The homestead is thought to be constructed in 1882–83 (at the time of Welford's murder there was only a hut).

In 1956, the homestead was destroyed by fire, and the roof was replaced with a flatter hip roof. Following heavy rain in 1963, the stone kitchen was demolished. In 1989, major renovations brought the building to its present state.

The homestead is now used as staff quarters for the Welford National Park.

== Heritage listing ==
Welford Homestead was listed on the Queensland Heritage Register on 21 August 1992 having satisfied the following criteria.

The place is important in demonstrating the evolution or pattern of Queensland's history.

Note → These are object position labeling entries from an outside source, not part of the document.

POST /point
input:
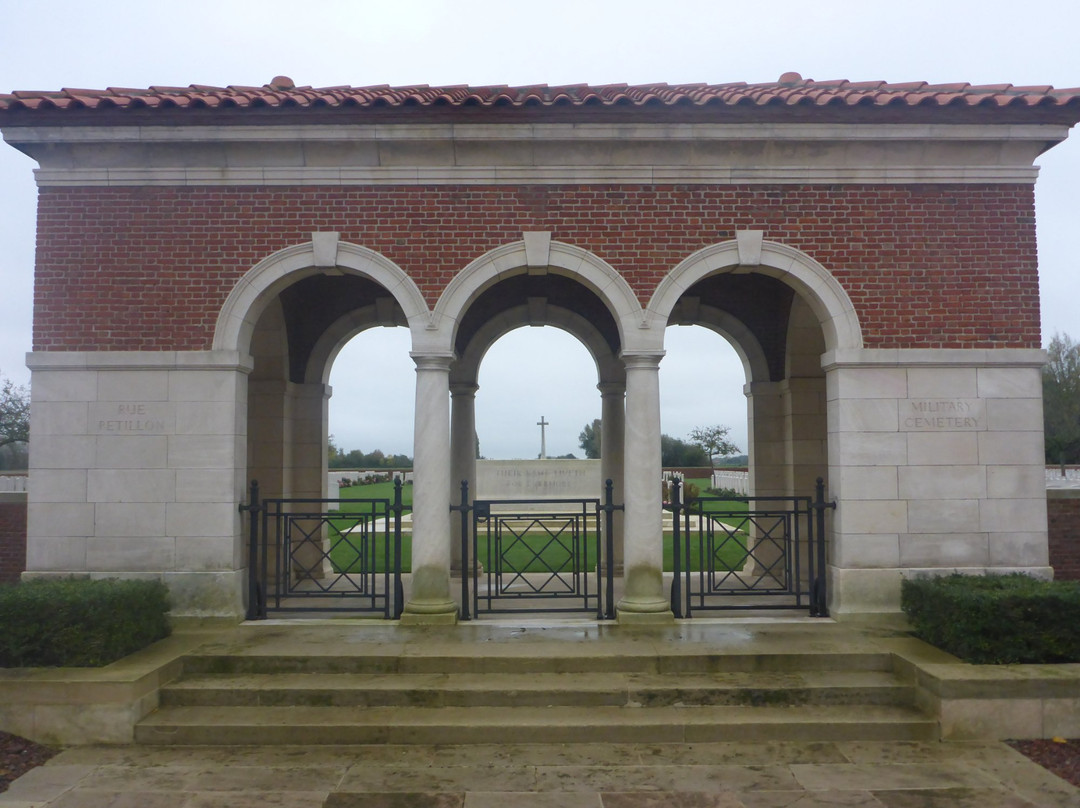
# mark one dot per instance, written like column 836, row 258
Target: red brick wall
column 149, row 268
column 12, row 540
column 1063, row 522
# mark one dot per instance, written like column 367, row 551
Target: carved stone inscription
column 131, row 418
column 942, row 415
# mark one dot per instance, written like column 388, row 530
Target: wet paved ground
column 863, row 775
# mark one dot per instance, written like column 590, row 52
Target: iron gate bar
column 774, row 550
column 296, row 525
column 579, row 573
column 496, row 555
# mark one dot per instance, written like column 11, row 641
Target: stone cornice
column 535, row 153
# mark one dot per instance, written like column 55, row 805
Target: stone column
column 644, row 598
column 768, row 439
column 612, row 434
column 463, row 453
column 430, row 600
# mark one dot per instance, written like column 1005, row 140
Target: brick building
column 868, row 248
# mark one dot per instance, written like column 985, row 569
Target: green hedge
column 79, row 622
column 996, row 619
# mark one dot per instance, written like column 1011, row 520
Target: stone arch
column 822, row 292
column 467, row 366
column 342, row 331
column 513, row 259
column 325, row 254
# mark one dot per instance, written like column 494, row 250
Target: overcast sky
column 532, row 372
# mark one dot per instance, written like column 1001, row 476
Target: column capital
column 765, row 388
column 642, row 360
column 432, row 361
column 467, row 389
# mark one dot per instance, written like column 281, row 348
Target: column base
column 430, row 613
column 624, row 617
column 635, row 610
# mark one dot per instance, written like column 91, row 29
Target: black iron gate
column 537, row 555
column 748, row 552
column 324, row 554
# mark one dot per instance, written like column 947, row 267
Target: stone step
column 530, row 660
column 544, row 689
column 391, row 725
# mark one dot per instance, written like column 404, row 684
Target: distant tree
column 590, row 439
column 1061, row 400
column 14, row 414
column 14, row 426
column 676, row 453
column 714, row 442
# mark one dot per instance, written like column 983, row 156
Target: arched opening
column 702, row 380
column 528, row 374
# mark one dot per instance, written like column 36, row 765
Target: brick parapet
column 926, row 266
column 12, row 537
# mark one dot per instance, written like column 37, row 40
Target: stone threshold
column 88, row 705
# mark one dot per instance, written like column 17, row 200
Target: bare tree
column 14, row 414
column 714, row 442
column 1061, row 400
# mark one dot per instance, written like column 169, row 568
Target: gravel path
column 18, row 755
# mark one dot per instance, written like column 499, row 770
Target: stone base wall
column 1063, row 522
column 12, row 537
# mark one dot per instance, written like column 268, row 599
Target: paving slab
column 775, row 775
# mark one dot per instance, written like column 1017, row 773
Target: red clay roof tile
column 791, row 90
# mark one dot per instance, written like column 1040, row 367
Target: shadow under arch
column 796, row 269
column 733, row 331
column 513, row 259
column 266, row 280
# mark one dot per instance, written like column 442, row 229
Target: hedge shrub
column 79, row 622
column 996, row 619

Welford Homestead illustrates the early exploration and settlement of Queensland as pastoral land, later instrumental in the formation of towns throughout Queensland. Welford Homestead is constructed using the pise methods and is a rare surviving example of its type. It demonstrates a high degree of creative achievement in using natural resources for construction purposes. It has the potential to yield information through historical and archaeological research that will contribute to an understanding of Queensland's history. It is also an uncommon example of an intact homestead setting. As such, it demonstrates the principal characteristics of its class and contributes to an understanding of early station life. Welford Station has special associations with the community as one of the first stations in the region.